The Company believes that adequate provision has been made for all other judgments that may be awarded against the Company. None of the other lawsuits have yet been resolved as of June 30, 2008.
 
 
ITEM 2. MANAGEMENT'S DISCUSSION AND ANALYSIS OF FINANCIAL CONDITION AND RESULTS OF OPERATION

GENERAL DESCRIPTION OF BUSINESS

As used in this Quarterly Report, the terms "we", "us", "our," the “Registrant,” “CIHS” and the "Company" means, China International Tourism Holdings, Ltd., a Nevada corporation, formerly known as Dark Dynamite, Inc., NCI Holdings, Inc., Vector Holding, Inc., and prior to June 26, 2002, Vector Aeromotive Corporation. These terms also refer to our subsidiary corporation, Shanxi Kai Da Lv You Gu Wen You Xian Gong Si ("Kai Da"), a corporation organized under the laws of the Peoples’ Republic of China (“Kai Da”) acquired in August 2005.

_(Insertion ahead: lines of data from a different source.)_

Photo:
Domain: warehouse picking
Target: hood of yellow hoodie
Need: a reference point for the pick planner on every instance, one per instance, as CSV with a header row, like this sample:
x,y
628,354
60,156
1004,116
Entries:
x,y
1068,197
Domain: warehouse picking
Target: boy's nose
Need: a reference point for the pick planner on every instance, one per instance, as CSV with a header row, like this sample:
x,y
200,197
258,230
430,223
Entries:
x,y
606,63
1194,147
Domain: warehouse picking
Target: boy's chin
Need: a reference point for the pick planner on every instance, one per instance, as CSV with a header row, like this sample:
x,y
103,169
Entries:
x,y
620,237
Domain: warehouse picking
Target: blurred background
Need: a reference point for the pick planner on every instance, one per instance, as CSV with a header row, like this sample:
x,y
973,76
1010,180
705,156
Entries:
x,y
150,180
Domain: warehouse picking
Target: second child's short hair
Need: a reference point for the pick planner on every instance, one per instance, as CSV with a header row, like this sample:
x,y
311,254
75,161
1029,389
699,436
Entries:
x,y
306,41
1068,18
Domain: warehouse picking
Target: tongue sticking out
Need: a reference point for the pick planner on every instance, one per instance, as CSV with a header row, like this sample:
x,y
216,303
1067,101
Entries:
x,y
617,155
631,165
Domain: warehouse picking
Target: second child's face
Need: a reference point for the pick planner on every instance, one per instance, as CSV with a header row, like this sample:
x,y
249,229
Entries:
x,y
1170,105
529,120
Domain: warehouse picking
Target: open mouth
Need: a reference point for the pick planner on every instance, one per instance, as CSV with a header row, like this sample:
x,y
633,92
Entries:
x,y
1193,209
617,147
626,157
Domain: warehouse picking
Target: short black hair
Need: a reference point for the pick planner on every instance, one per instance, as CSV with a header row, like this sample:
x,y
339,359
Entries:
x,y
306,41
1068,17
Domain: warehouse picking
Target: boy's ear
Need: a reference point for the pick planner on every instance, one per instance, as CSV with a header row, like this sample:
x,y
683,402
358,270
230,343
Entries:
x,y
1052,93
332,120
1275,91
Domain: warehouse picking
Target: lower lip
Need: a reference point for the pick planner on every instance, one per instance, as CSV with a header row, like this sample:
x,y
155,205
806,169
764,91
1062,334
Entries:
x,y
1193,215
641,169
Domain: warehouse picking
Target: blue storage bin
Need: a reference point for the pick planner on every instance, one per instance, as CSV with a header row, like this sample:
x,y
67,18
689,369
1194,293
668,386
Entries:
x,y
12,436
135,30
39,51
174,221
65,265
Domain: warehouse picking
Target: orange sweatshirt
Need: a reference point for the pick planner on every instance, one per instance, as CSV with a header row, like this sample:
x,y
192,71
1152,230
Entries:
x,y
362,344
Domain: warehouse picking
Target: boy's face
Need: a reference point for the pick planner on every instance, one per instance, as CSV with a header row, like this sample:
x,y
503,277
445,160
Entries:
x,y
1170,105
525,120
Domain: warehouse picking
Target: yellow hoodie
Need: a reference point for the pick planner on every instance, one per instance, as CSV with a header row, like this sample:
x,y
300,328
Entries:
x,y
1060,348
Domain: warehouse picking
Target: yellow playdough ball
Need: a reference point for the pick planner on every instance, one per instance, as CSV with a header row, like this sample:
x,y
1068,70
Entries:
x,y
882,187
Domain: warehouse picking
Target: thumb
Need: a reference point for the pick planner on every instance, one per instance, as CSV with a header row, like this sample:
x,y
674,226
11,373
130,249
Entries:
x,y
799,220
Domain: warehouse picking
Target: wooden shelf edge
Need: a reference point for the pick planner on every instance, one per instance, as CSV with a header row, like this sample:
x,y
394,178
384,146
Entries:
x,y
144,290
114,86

After the acquisition of Kai Da, management changed our primary business into theme park management and travel related services. Accordingly, we changed our name to China International Tourism Holdings Ltd. We contract and operate the Theme Park of Qin E Pang Gong (“Theme Park”) through Shanxi Kai Da Lv You Gu Wen You Xian Gong Si (“Kai Da”), our wholly owned subsidiary in China. The Theme Park was built up next to the historical address of E Pang Gong, the most prestigious and largest palace in Chinese history built for Qin Shi Huang, the first emperor in the Qin dynasty over 2,200 years ago. E Pang Gong was burned down during the war and became a legend as well as the subject of numerous historical books. In 1994, the historical address of E Pang Gong was appraised by United Nations Educational, Scientific and Cultural Organization ("UNESCO") as one of the wonders in the ancient world due to the size of the palace and the degree of preservation. The current theme park was built imitating the original palace based on historical records and legends, covering approximately 5.59 million square feet consisting of several building structure, including the Front Palace, Qihe River, Magnetic Gate, Heaven Tower, Earth Temple, Lan-Chi Palace and the Shang-Lin Garden. Management believes it’s a significant achievement to be able to display such a famous and grand palace to the domestic and international communities. It is believed to be one of the more important historical sites in China.

In addition to our Theme Park management, we also manage Six-state Hot Spring Resort, one of the components of Theme Park business, which is located inside the Theme Park and built in an ancient Chinese style to match the Theme Park.

More information about our business can be found on the corporate website at http://www.qinepanggong.com.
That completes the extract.